## Natural Language Processing

NLP is the process by which bodies of text are analyzed in order to predict a given feature of the text. For instance, if I had 10 different books, and wanted to determine which of them were science fiction, then I would run the contents of the books through an NLP algorithm to create a dataframe of numerical values associated with each word in each book. These numerical values are then used to predict the target. 
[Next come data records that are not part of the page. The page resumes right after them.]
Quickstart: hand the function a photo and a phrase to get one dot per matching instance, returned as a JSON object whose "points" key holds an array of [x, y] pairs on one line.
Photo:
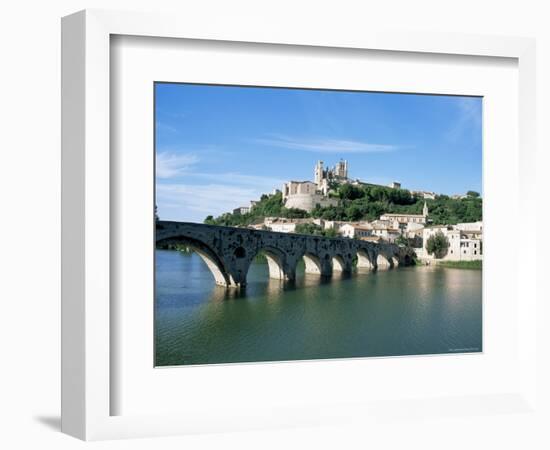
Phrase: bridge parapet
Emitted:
{"points": [[229, 251]]}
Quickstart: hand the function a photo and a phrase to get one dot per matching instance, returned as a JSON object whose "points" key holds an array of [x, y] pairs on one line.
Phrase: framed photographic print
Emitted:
{"points": [[252, 265], [266, 228]]}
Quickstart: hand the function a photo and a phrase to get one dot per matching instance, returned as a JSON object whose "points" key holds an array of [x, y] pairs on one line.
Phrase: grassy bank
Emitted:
{"points": [[462, 264]]}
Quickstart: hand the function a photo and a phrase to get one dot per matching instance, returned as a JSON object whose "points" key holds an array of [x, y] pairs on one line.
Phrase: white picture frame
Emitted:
{"points": [[87, 385]]}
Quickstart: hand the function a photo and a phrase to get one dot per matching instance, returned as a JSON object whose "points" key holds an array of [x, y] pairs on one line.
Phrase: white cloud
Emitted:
{"points": [[261, 182], [184, 202], [321, 145], [468, 120], [169, 165]]}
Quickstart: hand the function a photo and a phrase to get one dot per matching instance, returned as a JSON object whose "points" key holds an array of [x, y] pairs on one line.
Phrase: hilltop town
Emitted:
{"points": [[437, 226]]}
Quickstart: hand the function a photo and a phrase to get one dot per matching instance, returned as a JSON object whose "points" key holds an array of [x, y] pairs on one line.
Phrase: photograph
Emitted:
{"points": [[310, 224]]}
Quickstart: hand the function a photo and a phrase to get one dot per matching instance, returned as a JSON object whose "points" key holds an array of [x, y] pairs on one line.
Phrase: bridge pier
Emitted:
{"points": [[229, 251]]}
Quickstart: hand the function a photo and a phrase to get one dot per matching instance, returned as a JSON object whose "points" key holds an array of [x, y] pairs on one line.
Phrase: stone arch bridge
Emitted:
{"points": [[228, 251]]}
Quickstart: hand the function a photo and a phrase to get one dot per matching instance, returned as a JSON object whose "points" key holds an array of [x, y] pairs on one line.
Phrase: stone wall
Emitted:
{"points": [[229, 251]]}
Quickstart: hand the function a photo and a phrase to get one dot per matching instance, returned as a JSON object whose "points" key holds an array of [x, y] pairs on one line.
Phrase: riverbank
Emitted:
{"points": [[475, 265]]}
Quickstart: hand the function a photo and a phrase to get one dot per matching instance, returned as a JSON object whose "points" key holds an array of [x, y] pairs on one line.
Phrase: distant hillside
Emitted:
{"points": [[365, 202]]}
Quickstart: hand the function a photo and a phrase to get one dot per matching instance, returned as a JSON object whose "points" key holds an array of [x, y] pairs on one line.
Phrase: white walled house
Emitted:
{"points": [[463, 245], [358, 231]]}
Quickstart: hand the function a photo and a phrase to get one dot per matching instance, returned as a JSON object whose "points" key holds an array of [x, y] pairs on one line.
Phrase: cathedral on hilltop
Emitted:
{"points": [[307, 195], [323, 177]]}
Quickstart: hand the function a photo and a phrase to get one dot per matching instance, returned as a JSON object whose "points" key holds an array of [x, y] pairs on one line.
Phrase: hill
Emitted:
{"points": [[364, 202]]}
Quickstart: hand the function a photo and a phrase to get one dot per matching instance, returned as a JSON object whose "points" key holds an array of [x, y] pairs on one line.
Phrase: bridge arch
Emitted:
{"points": [[383, 262], [208, 255], [277, 263], [313, 264], [341, 263], [364, 260]]}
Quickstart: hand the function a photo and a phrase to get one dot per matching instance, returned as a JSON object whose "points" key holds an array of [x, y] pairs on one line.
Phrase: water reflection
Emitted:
{"points": [[394, 312]]}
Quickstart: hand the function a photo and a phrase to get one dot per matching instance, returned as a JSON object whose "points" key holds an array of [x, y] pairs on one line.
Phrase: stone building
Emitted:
{"points": [[323, 177], [465, 242], [241, 210], [404, 219]]}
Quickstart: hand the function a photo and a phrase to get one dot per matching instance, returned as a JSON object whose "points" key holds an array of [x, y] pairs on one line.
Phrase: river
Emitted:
{"points": [[404, 311]]}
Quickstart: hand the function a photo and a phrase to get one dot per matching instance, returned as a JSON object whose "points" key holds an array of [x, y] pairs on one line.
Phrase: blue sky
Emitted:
{"points": [[218, 147]]}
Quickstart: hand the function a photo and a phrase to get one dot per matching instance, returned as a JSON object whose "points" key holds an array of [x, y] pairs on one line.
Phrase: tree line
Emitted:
{"points": [[363, 202]]}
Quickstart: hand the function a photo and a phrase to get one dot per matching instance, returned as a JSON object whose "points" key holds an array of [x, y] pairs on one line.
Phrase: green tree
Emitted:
{"points": [[437, 245]]}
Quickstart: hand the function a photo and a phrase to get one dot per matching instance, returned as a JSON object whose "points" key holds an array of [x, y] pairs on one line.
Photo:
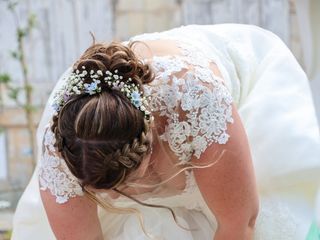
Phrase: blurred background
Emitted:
{"points": [[40, 38]]}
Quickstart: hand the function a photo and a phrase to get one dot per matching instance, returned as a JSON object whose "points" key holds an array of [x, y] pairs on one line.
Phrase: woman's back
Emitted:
{"points": [[191, 101]]}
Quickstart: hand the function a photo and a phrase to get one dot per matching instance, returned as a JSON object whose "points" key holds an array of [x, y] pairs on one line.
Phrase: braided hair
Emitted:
{"points": [[103, 137]]}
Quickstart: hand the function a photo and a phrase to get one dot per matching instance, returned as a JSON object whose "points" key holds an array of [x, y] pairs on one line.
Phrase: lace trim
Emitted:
{"points": [[54, 173], [203, 97], [276, 221]]}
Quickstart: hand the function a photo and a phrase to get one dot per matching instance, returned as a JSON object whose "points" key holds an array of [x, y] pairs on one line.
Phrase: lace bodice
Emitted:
{"points": [[194, 101]]}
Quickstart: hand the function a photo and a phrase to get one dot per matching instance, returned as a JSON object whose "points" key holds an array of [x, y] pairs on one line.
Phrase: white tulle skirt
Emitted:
{"points": [[274, 101]]}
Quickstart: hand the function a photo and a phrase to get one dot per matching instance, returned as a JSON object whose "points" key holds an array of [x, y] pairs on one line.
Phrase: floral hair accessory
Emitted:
{"points": [[77, 84]]}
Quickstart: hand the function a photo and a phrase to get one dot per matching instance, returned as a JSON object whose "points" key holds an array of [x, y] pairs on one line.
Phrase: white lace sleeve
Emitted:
{"points": [[54, 173], [195, 102]]}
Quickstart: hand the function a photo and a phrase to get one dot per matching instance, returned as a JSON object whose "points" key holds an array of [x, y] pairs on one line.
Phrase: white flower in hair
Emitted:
{"points": [[77, 84]]}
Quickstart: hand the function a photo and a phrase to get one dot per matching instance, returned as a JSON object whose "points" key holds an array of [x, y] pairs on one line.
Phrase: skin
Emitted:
{"points": [[228, 187]]}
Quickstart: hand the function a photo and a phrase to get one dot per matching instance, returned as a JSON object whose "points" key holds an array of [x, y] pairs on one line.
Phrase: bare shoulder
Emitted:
{"points": [[150, 48]]}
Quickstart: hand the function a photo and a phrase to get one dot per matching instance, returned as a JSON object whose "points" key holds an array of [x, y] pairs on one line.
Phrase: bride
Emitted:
{"points": [[199, 132]]}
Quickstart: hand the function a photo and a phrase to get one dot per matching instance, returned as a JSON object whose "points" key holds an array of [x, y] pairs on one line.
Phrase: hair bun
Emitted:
{"points": [[116, 56]]}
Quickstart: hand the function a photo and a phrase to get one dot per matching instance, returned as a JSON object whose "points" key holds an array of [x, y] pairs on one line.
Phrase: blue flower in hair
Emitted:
{"points": [[91, 88], [136, 98]]}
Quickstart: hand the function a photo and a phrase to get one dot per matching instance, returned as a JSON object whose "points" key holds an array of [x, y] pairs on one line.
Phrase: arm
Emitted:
{"points": [[228, 187], [75, 219]]}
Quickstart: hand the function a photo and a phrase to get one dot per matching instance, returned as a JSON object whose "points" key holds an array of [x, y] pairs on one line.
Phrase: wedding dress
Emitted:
{"points": [[272, 95]]}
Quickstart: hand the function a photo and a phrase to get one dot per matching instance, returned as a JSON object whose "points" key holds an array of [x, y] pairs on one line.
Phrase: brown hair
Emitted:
{"points": [[103, 137]]}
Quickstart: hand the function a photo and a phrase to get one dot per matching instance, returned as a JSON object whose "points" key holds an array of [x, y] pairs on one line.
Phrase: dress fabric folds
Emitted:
{"points": [[272, 95]]}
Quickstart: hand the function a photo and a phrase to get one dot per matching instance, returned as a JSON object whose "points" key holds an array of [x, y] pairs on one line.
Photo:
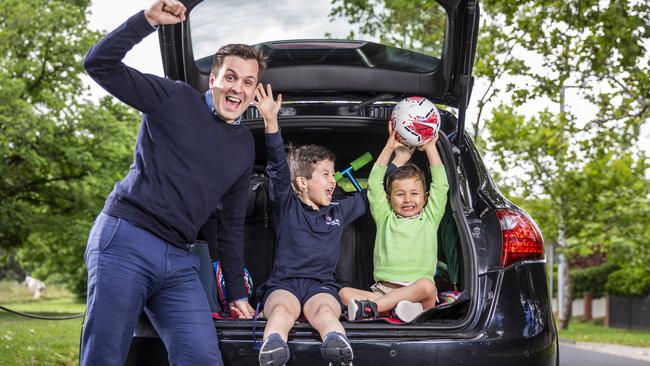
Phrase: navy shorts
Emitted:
{"points": [[302, 288]]}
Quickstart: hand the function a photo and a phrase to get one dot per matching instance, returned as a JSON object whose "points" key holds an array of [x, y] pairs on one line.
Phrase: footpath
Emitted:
{"points": [[639, 353]]}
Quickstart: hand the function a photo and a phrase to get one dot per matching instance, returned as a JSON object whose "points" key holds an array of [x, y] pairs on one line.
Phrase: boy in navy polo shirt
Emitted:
{"points": [[309, 227]]}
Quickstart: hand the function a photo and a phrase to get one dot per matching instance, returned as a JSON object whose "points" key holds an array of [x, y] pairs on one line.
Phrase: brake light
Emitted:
{"points": [[522, 239]]}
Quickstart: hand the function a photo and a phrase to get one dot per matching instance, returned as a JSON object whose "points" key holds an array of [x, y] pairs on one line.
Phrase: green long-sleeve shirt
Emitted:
{"points": [[406, 249]]}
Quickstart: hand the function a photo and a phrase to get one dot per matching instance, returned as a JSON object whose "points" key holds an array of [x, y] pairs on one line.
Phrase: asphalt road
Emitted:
{"points": [[574, 356]]}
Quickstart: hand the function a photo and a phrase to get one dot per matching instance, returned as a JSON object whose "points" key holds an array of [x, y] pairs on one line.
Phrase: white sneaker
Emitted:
{"points": [[406, 311]]}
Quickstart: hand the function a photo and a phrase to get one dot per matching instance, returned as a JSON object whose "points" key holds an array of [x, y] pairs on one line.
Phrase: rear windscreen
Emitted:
{"points": [[280, 29]]}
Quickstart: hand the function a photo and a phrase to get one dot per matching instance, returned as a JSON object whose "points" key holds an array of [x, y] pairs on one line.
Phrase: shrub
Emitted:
{"points": [[592, 279], [631, 281]]}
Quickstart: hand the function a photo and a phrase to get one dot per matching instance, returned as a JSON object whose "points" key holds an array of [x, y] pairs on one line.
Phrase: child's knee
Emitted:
{"points": [[326, 311], [427, 287], [283, 311], [345, 294]]}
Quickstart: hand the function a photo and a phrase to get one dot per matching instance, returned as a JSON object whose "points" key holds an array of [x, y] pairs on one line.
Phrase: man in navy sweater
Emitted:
{"points": [[192, 160]]}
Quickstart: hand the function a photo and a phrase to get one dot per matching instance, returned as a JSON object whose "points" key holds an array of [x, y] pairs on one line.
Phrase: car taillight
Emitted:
{"points": [[522, 239]]}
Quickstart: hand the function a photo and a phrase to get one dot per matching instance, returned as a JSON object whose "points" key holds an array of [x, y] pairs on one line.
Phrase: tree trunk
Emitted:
{"points": [[568, 297], [587, 300]]}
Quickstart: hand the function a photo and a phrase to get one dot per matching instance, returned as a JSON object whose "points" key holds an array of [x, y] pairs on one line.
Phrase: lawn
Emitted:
{"points": [[25, 341], [594, 331]]}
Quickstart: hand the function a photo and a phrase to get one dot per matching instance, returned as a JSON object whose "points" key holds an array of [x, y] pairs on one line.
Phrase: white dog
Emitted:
{"points": [[36, 286]]}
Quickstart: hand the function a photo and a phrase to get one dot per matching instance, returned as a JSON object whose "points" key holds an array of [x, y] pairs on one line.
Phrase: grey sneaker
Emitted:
{"points": [[362, 310], [336, 349], [406, 311], [274, 351]]}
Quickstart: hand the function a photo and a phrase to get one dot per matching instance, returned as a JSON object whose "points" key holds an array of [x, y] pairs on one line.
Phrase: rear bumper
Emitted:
{"points": [[515, 328]]}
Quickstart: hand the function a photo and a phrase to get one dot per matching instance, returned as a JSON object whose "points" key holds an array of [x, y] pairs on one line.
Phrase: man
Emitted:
{"points": [[192, 160]]}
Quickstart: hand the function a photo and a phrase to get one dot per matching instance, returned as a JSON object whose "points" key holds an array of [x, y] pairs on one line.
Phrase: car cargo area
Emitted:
{"points": [[349, 138]]}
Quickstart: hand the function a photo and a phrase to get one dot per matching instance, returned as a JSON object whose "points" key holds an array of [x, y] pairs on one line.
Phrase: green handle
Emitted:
{"points": [[361, 161]]}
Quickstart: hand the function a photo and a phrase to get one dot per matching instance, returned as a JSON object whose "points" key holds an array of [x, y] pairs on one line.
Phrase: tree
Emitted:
{"points": [[60, 152]]}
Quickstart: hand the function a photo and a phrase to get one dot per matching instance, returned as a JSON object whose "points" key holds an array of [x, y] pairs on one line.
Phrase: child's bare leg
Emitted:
{"points": [[423, 291], [322, 312], [351, 293], [282, 309]]}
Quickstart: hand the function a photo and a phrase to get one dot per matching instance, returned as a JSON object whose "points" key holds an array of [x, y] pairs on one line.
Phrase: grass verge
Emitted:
{"points": [[25, 341], [594, 331]]}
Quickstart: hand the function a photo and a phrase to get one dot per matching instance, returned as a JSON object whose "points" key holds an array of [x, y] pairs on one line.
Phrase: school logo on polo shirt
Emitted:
{"points": [[329, 220]]}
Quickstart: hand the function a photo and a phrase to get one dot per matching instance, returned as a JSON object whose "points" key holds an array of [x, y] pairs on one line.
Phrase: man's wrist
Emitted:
{"points": [[237, 300], [152, 22]]}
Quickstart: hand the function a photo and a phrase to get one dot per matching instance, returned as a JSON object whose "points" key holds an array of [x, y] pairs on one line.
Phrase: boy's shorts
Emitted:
{"points": [[302, 288]]}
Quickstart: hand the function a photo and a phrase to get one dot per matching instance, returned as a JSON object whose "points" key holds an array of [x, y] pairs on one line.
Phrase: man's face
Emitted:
{"points": [[233, 88], [407, 196]]}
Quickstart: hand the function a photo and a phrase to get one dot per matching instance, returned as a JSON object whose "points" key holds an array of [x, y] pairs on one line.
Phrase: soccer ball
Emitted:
{"points": [[415, 120]]}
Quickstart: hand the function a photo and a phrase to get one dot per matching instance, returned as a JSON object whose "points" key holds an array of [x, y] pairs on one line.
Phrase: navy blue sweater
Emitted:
{"points": [[308, 240], [187, 162]]}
The metric of interest in this context is the TFIDF, which is the Term Frequency multiplied by the Inverse Document Frequency. In other words, TFIDF is the product of multiplying the frequency of the term in one document, by the rarity of the word across all documents.

Generally speaking, we don't want to run this analysis on every word. Some words will appear frequently in all documents and won't provide us with any predictive information; words such as "the" or "it". We get rid of these words using a stop_word method. We also dont wan't to run the analysis on the entirety of the word either, but instead it's root; words such as "running" can be reduced to "run".

Let's take a look at this process in code.

In [11]:
import nltk
import sklearn
import pandas as pd
import string, re
import urllib
import pandas as pd

url_a = "https://raw.githubusercontent.com/aapeebles/text_examples/master/Text%20examples%20folder/A.txt"
url_b = "https://raw.githubusercontent.com/aapeebles/text_examples/master/Text%20examples%20folder/D.txt"
article_a = urllib.request.urlopen(url_a).read()
article_a_st = article_a.decode("utf-8")

#### search for patterns in the data to pull out the words

In [2]:
pattern = "([a-zA-Z]+(?:'[a-z]+)?)"
arta_tokens_raw = nltk.regexp_tokenize(article_a_st, pattern)

#### move all letters to lower case


In [3]:
arta_tokens = [i.lower() for i in arta_tokens_raw]

#### import stopwords

In [4]:
# assign stop words to a variable

nltk.corpus.stopwords.words("english")
stop_words = set(nltk.corpus.stopwords.words('english'))

#### filter out words in the stopwords list

In [5]:
arta_tokens_stopped = [w for w in arta_tokens if not w in stop_words]

#### initiate a stemmer and stem the words

In [6]:
# this acts to find the roots of the words, or thereabouts

stemmer = nltk.SnowballStemmer("english")
arta_stemmed = [stemmer.stem(word) for word in arta_tokens_stopped]

#### join all the words in the list into a single string 

In [10]:
cleaned_a = ' '.join(arta_stemmed)

#### perform tfidf analysis

In [12]:
tfidf = sklearn.feature_extraction.text.TfidfVectorizer()
response = tfidf.fit_transform([cleaned_a])

#### pass into DataFrame for inspection

In [13]:
nlpskl = pd.DataFrame(response.toarray(), columns=tfidf.get_feature_names())
nlpskl

Unnamed: 0,abstain,achiev,action,adopt,affair,amazon,back,base,bring,busi,...,two,union,us,use,vocal,vote,welcom,without,word,would
0,0.052129,0.052129,0.052129,0.052129,0.052129,0.052129,0.104257,0.104257,0.052129,0.052129,...,0.104257,0.052129,0.156386,0.052129,0.052129,0.052129,0.052129,0.052129,0.052129,0.156386


## Next Steps

At this point, we have successfully transformed the text of the document into numerical values with which we can begin modeling. Because this example only has 1 document, and because we don't have a target to predict, we can't perform any actual modeling. Don't worry though, the modeling process is relatively simple compared to the data wrangling performed in this walkthrough.